I took one over to Pierpont Community and Technical College's Culinary Arts program to get a professional opinion.

First, student Theresa Hill pointed out that you shouldn't stir anything constantly while it's cooking. 

"We're just taught not to do that," Hill said.

Instead, Hill prepared two already cooked dishes to test the RoboStir. Those don't need stirred constantly either, Hill said, but the stirring wouldn't do any damage to the quality of the food.

"I'm curious to see if it's going to tip over," Hill said, and if it will cover the entire pan. 

The first test is a chunky chili with pork and white beans. Through all three speeds, the RoboStir doesn't leave one area of the pan. 

"It hasn't touched any of this, over here," Hill said, pointing to the majority of the large pan.

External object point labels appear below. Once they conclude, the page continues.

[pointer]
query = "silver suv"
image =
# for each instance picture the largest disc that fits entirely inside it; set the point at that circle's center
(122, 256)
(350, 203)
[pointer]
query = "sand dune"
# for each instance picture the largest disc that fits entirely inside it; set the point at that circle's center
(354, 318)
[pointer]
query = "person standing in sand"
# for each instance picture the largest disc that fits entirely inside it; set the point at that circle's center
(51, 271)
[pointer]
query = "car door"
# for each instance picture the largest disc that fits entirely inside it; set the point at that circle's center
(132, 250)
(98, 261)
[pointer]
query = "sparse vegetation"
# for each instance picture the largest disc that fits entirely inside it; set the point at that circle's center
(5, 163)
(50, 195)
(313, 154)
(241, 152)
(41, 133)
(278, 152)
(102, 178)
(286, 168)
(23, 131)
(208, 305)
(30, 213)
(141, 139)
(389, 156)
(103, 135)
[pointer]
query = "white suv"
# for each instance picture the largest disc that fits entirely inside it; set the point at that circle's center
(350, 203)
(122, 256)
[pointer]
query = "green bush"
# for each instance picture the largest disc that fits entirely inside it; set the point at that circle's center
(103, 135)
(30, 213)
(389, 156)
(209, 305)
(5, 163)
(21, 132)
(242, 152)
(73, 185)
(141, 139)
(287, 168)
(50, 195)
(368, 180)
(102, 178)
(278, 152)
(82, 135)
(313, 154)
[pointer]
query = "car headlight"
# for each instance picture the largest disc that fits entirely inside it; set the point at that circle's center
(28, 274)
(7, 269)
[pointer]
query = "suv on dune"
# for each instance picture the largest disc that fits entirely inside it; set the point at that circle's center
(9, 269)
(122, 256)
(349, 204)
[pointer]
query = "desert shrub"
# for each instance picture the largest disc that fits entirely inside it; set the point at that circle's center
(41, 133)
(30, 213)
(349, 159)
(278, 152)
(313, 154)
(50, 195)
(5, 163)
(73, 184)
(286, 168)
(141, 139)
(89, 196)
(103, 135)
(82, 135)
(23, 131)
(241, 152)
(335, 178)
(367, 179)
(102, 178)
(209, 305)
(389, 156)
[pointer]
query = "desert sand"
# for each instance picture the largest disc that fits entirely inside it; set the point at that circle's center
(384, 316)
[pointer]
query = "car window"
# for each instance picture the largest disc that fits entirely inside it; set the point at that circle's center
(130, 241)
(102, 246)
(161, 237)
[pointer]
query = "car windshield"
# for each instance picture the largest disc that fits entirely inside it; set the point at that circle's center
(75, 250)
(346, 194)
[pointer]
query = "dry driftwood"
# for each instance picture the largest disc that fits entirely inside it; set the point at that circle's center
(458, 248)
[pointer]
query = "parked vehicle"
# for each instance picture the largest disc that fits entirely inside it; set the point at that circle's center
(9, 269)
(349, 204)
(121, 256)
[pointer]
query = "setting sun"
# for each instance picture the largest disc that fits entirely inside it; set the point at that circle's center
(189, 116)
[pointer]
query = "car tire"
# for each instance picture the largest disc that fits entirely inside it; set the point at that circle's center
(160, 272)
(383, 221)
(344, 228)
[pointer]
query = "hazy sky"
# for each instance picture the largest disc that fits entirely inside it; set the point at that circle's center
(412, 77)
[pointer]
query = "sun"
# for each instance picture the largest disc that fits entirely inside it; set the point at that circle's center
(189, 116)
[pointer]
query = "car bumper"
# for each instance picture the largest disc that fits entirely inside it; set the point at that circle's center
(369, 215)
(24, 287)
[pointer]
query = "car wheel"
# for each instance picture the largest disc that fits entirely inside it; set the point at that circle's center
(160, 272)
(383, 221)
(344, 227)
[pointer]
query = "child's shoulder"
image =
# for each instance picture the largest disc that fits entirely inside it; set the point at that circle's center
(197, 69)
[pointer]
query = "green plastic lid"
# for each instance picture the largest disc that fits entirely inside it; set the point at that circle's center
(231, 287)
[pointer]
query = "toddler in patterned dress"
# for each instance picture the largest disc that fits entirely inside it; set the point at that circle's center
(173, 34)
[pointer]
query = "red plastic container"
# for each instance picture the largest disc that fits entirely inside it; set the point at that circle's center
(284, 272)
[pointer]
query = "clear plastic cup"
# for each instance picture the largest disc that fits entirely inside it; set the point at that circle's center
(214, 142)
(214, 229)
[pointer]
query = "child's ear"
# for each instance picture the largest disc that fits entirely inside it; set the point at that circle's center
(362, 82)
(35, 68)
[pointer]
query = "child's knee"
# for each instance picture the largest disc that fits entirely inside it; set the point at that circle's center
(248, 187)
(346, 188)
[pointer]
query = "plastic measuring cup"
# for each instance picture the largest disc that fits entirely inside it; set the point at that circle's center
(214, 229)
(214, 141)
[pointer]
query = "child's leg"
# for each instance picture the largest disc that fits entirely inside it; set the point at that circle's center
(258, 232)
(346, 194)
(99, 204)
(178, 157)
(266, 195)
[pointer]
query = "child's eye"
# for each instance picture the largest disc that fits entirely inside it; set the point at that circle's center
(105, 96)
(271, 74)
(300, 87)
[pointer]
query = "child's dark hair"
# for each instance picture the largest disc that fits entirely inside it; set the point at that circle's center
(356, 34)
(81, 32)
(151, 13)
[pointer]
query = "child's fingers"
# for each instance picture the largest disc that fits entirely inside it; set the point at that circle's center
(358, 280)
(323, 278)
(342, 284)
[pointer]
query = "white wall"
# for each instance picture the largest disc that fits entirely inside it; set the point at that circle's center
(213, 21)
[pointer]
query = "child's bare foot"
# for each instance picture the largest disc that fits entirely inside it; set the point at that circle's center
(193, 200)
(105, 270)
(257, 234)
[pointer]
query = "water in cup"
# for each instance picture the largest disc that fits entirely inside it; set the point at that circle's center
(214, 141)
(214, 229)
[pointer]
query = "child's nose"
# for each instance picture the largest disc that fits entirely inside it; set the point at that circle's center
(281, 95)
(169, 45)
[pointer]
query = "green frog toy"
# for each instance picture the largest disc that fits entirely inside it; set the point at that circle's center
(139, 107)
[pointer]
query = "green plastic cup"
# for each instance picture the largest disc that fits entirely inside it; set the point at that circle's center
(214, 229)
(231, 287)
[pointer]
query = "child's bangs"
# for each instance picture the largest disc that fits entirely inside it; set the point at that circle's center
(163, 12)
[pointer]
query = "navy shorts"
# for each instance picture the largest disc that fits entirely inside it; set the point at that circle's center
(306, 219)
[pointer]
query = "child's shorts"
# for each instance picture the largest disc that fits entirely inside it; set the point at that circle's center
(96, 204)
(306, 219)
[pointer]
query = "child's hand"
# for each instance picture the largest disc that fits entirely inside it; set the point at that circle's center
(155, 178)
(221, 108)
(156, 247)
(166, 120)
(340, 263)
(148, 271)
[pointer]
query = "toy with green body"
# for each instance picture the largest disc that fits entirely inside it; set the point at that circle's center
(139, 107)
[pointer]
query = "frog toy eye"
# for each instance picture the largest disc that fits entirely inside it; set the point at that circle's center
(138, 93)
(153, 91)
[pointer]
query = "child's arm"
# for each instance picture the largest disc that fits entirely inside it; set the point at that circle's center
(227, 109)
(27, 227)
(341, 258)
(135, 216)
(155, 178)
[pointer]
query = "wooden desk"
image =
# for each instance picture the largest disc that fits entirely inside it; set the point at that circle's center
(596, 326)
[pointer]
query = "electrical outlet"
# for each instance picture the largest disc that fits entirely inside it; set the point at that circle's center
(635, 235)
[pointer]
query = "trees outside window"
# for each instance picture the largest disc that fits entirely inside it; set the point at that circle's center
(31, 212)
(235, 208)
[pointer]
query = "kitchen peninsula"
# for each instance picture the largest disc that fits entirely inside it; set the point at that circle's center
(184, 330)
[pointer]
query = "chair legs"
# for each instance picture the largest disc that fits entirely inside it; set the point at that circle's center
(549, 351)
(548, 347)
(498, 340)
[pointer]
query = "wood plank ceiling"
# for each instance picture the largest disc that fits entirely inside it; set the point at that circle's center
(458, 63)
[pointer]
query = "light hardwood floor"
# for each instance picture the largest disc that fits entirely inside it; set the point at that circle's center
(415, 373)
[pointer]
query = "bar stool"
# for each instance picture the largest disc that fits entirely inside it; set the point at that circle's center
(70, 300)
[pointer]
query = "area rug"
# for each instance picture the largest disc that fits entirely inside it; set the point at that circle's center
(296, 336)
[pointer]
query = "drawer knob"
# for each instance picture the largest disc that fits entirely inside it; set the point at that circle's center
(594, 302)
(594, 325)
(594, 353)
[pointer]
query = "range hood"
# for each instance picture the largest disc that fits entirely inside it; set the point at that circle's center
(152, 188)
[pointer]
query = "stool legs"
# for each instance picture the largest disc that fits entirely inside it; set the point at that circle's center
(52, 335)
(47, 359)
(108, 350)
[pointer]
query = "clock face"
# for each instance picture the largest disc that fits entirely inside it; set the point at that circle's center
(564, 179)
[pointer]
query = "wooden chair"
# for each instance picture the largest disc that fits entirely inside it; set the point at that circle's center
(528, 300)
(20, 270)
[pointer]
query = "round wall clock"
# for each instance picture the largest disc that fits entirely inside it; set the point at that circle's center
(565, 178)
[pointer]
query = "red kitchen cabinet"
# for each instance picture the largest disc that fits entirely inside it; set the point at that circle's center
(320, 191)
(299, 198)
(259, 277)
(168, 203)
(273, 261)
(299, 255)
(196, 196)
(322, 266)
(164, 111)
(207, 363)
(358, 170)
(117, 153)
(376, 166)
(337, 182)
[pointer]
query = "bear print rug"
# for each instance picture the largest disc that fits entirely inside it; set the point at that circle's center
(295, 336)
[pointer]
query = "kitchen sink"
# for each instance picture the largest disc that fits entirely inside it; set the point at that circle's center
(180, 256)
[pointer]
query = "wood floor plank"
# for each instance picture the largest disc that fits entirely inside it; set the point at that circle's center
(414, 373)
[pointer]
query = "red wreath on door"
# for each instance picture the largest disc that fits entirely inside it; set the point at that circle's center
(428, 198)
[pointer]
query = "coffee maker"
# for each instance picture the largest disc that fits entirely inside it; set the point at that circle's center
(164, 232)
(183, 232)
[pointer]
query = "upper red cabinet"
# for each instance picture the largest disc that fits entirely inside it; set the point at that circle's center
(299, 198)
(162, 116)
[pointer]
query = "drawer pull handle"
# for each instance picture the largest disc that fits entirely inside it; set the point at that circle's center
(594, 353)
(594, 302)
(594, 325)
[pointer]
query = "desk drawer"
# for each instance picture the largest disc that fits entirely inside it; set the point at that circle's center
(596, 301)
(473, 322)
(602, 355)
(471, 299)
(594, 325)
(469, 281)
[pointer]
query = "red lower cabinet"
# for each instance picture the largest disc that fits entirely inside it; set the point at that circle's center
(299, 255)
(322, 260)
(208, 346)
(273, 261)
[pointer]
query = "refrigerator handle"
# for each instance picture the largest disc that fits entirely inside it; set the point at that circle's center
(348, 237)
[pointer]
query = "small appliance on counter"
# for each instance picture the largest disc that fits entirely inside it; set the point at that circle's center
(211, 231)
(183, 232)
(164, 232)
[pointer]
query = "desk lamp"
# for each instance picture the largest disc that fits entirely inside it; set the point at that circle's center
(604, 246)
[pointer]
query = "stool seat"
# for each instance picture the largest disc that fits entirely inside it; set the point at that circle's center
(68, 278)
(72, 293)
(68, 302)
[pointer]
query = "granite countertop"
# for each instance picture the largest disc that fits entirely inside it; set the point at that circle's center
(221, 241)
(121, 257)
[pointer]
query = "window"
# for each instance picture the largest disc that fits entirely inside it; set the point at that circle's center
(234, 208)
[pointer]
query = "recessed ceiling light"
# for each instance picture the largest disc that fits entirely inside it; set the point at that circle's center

Hill declares the RoboStir does not pass the chili test, and you're better off with the old-fashioned wooden spoon on low heat.

Next up is a smooth but thick butternut squash soup, but again, the RoboStir does not seem to venture outside of it's original spot in the pot.

"Again, it just doesn't seem to be moving," Hill said, "and for a milk-based soup you would want to move all the way around the pan because milk will scorch on the bottom."

Through it all, the RoboStir never tipped over into the food.

Still, Hill said she can't endorse the RoboStir for chefs at home.

"I just don't think it's worth it," Hill said. "You're better off to just use a spoon and come every few minutes and give it a stir and keep it on low heat."